Capítulo 18.
Estaba cansada de tantos cambios bruscos de humor, de estar a punto de besarnos a recibir contestaciones bruscas y malhumoradas rechazando mi humilde ayuda. Trataba de comprenderlo al máximo, porque entendía, más y mejor que nadie, lo que sufría Draco. Estaba casi justificado su comportamiento extremista y bipolar. Pero a veces, una tiene límites, tiene paciencia, pero no es infinita. Yo por él haría cualquier cosa, de eso no tenía dudas, pero después de gritarme con la voz medio rota de llorar, me obligué a apartarme, a pesar de mi profunda necesidad de estar a su lado y protegerlo en todo momento.
Era un claro mediodía de abril, y yo, tras eliminar de forma voluntaria a mis 'compaňeros' de Ravenclaw, me encontraba comiendo relajadamente entre mis nuevos compañeros Slytherin. Goyle era ya como un amigo de toda la vida, y hablábamos casi todo el tiempo. Me acompañaba a todas las clases y si me miraban mal, él no dudaba en rugirles para asustarnos. Blaise era un gran bromista, pero también un gran amigo, muy leal y el mejor hombro en el que apoyarse si te caes. Draco los había seleccionado perfectamente, puede que a propósito, pero ellos me han dicho un millón de veces que desde niños han estado junto a él, y que aunque lo esconda tremendamente bien, saben que él les tiene un enorme aprecio.

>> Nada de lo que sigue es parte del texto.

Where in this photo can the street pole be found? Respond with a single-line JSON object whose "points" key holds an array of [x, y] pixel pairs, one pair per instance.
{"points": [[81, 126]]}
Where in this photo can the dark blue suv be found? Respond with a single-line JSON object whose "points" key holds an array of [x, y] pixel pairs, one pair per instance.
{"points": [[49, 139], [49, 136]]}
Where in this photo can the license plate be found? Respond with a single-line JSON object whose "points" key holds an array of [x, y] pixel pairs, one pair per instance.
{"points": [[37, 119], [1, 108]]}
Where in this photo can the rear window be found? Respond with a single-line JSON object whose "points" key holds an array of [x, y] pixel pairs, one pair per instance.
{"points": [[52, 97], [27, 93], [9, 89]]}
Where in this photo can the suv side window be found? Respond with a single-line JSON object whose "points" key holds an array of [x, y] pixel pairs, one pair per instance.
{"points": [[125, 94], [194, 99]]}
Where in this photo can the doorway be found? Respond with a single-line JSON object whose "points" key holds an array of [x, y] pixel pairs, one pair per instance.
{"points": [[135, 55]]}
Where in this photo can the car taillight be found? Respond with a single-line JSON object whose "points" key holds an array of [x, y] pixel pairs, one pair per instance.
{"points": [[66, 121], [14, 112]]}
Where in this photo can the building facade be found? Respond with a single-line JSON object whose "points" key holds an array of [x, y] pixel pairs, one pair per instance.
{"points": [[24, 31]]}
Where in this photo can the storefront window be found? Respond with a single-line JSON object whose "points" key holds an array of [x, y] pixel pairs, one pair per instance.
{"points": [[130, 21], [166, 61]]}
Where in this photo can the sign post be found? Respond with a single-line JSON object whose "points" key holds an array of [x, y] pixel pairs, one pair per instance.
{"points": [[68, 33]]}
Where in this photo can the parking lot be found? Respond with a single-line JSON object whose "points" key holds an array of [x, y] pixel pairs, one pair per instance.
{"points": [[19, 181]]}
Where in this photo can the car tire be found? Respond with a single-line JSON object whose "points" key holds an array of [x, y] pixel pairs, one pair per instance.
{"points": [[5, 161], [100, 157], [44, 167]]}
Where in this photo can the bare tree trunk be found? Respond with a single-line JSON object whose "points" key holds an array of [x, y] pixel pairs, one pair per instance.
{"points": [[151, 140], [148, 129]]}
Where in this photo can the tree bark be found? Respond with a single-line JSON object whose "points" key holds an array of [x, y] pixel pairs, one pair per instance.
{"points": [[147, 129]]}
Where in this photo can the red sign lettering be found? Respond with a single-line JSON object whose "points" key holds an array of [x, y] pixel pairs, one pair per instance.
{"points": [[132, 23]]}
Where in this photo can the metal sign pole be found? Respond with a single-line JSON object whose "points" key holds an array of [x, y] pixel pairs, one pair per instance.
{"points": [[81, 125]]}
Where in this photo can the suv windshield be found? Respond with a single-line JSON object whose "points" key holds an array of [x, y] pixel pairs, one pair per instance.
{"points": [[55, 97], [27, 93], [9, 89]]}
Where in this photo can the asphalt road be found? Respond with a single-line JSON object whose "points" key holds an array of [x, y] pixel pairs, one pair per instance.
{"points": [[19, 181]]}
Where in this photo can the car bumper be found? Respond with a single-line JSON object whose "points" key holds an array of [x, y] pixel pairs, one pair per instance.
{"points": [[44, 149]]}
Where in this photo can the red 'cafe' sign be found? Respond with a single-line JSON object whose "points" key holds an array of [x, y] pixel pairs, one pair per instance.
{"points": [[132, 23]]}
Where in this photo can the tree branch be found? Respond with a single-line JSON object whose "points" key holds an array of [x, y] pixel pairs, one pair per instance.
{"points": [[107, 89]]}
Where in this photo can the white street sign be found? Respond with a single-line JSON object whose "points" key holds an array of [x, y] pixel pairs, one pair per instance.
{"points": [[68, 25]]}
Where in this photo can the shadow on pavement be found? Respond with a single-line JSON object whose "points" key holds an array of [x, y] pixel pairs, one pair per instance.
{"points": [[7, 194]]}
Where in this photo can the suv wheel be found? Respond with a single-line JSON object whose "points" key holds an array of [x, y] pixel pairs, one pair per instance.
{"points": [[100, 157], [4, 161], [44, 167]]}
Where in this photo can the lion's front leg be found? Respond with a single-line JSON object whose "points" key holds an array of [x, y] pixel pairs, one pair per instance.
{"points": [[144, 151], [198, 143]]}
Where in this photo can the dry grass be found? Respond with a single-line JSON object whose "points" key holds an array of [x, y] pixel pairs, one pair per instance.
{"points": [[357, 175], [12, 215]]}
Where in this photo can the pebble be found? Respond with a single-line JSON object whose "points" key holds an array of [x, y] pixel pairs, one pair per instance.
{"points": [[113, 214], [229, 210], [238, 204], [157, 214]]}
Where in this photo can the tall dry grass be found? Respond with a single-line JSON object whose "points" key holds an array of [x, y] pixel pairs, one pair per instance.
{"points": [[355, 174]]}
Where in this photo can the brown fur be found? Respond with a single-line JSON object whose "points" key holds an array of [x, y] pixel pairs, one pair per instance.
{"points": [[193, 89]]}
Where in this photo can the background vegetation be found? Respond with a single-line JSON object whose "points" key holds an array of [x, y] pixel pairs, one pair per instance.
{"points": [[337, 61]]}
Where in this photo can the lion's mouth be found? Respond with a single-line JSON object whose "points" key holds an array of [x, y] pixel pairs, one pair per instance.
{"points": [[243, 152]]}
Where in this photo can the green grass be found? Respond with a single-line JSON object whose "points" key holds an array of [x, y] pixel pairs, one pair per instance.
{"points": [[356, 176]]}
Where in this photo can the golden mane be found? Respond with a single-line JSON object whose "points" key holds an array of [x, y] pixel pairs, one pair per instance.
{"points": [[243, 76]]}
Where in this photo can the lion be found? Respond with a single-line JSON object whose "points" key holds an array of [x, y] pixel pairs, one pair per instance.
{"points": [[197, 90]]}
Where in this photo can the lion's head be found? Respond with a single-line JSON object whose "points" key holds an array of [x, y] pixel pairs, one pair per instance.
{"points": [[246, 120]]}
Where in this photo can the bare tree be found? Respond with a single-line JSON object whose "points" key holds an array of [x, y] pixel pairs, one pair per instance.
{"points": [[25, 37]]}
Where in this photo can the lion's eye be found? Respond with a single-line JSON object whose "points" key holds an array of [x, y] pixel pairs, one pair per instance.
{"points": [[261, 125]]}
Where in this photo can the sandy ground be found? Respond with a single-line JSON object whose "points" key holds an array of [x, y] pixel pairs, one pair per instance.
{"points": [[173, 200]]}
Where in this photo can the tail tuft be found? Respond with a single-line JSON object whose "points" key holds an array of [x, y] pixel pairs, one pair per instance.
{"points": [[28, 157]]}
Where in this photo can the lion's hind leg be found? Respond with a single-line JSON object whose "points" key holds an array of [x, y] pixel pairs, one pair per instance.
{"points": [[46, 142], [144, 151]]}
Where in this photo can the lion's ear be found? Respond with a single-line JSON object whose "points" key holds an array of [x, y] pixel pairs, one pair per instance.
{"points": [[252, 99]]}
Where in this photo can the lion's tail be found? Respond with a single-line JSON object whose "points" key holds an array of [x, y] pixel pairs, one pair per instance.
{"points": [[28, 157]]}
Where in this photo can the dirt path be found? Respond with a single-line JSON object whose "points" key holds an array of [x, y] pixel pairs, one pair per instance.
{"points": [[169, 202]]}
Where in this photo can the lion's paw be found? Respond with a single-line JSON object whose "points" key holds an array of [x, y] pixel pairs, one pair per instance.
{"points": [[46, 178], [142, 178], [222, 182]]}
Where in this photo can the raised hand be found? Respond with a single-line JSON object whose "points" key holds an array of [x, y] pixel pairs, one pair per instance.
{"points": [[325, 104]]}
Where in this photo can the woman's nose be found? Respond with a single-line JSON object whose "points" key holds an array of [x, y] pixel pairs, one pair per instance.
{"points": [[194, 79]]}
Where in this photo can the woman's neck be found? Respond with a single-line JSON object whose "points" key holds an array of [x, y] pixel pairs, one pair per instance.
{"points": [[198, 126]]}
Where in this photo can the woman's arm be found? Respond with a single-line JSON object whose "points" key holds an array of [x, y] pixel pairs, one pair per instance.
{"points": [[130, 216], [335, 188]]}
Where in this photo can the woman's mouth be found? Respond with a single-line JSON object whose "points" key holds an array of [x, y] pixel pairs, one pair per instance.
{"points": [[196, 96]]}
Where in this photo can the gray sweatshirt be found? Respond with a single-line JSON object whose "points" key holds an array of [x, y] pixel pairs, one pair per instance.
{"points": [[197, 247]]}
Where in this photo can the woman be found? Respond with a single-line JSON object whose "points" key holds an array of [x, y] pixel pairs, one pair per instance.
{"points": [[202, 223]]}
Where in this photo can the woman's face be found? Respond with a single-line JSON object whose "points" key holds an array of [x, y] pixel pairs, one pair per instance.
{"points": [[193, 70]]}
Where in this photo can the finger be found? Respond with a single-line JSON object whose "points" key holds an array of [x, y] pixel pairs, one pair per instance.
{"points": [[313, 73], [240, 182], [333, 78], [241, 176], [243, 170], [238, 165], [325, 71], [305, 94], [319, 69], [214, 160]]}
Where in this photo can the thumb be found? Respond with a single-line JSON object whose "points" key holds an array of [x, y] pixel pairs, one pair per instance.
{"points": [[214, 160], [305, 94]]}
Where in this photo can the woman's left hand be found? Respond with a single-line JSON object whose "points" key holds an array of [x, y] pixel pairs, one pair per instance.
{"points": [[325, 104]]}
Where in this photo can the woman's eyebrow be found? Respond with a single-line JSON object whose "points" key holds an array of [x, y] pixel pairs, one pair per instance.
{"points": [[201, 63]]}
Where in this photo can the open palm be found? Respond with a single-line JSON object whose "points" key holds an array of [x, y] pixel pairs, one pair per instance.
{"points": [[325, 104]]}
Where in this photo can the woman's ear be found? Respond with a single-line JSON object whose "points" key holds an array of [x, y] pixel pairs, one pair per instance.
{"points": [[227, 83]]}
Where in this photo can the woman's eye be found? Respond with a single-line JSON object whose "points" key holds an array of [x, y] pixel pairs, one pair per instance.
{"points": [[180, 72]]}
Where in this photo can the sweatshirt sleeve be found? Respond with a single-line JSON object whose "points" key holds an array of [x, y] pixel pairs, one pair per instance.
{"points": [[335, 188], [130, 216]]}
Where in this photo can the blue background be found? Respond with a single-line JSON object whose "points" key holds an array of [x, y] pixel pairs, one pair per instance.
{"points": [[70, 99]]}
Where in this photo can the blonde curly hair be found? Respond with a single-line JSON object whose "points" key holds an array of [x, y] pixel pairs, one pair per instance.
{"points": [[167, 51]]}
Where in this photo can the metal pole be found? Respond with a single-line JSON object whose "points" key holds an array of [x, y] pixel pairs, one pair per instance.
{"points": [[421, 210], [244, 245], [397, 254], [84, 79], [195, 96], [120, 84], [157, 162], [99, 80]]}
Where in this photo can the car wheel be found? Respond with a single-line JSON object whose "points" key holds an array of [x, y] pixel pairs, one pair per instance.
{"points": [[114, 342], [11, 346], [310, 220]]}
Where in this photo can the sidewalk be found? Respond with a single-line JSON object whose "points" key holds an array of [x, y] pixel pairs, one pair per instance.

Yo permanecía callada mientras charlaban entre bocado y bocado. Hasta que Zabini contó una anécdota muy graciosa sobre un desliz de Draco a los 10 aňos, lo cual me hizo explotar a carcajadas justo en el preciso momento en que el mismo aludido aparecía por la mesa de los Slytherin. Lo peor fue que sus ojos, grises y fríos de quedaron mirándome y su rostro parecía dolido, enfadado y algo apenado. Se dio la vuelta y se fue. Ese gesto me impactó como un cuchillo en mi pecho, y rompí a llorar cabizbaja y en silencio. Sus risas cesaron, y una mano me rodeó por la espalda en forma reconfortante.
-"Vamos, Elisabeth." - me susurró Gregory al oído.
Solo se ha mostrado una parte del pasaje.